Red-State Health Care - Gut It Out

December 13, 2013
Posted by Jay Livingston


George W. Bush at least talked about “compassionate conservatism.” The phrase was a response to the image of Republicans as cold-hearted. Rather than risk poor people becoming dependent on government, conservatives espoused principles of rugged individualism: you’re on your own no matter what.

Republicans today don’t even talk about compassion. Mostly, it seems, they just want to see Obama and anything connected with him fail. If that means punishing poor people, too bad.

A Supreme Court decision allowed states the option of refusing to go along with the Medicaid expansion that was part of Affordable Care Act (Obamacare).  Republican-controlled states are refusing to take federal money that would allow poor people in those states easier access to Medicaid. 

An article and video by Laura Ungar in the Louisville Courier-Journal compares Kentucky, one of the few red states to accept Medicaid expansion, with Indiana just across the border. What is the income ceiling on eligibility for Medicaid. Accoriding to Indiana’s unexpanded Medicaid regulations, if a working mother of two earns more than $4,687 a year, she’s too rich to deserve Medicaid.

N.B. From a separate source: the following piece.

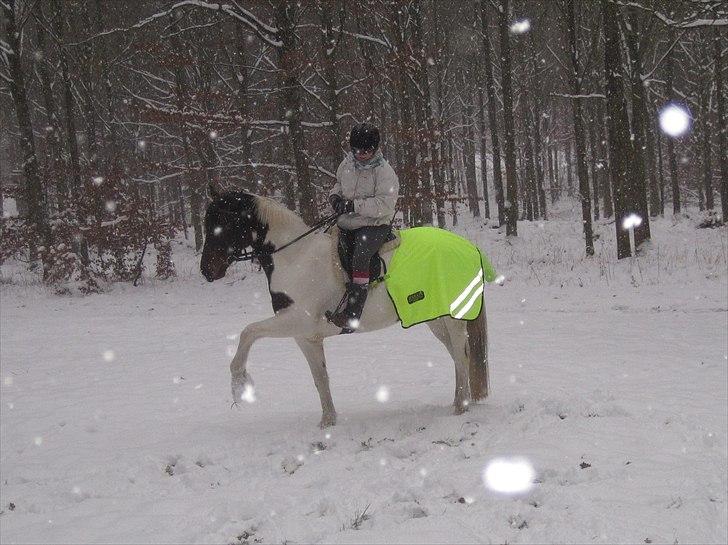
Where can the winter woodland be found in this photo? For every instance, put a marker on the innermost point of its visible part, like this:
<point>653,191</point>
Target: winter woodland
<point>580,143</point>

 To be fair to the Hoosier state, the news article adds:
Indiana also has an alternative Medicaid “demonstration project” called the Healthy Indiana Plan, which the federal government recently extended through 2014. The program includes a health savings account and cost-sharing by participants, and doesn’t cover all the services covered by traditional Medicaid. It has a long waiting list.
Individuals with no children generally cannot get Medicaid in Indiana. The Healthy Indiana Plan is unavailable to individuals earning more than $11,490 nearly 30% lower than Medicaid. 


An Indiana woman in the video says,
For Louisville to have it and our people not when we are fifteen minutes away from each other, it’s just criminal. I am sorry, but I think it’s criminal that we’re not doing Medicaid expansion.

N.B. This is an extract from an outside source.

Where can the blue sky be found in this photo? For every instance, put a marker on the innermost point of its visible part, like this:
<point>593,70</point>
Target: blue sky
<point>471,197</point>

The 2012 Court decision allowing states to have different policies on Medicaid expansion upholds the principle of federalism – that states are “laboratories of democracy.”  It’s just that in this case, when you leave the Kentucky lab and walk into the Indiana lab, you’ll see a lot more poor people needing medical care. Instead, as the woman said, they rely on “over-the-counter medications.  And gut it out, just gut it out.”

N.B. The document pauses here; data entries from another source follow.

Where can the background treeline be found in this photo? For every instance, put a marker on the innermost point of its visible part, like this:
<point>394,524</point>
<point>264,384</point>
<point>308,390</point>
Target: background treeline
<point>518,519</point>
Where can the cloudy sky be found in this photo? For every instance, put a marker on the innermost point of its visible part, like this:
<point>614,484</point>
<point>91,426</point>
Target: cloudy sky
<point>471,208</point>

 “Gut it out” pretty much summarizes the rugged-individualism theory of the state, and exponents of that theory will surely admire this woman. But I get the impression that this woman – unable to afford health insurance for the last 21 years – would gladly trade some of that admiration for affordable health care and would not mind at all if Indiana did something to make her individualism a little less rugged.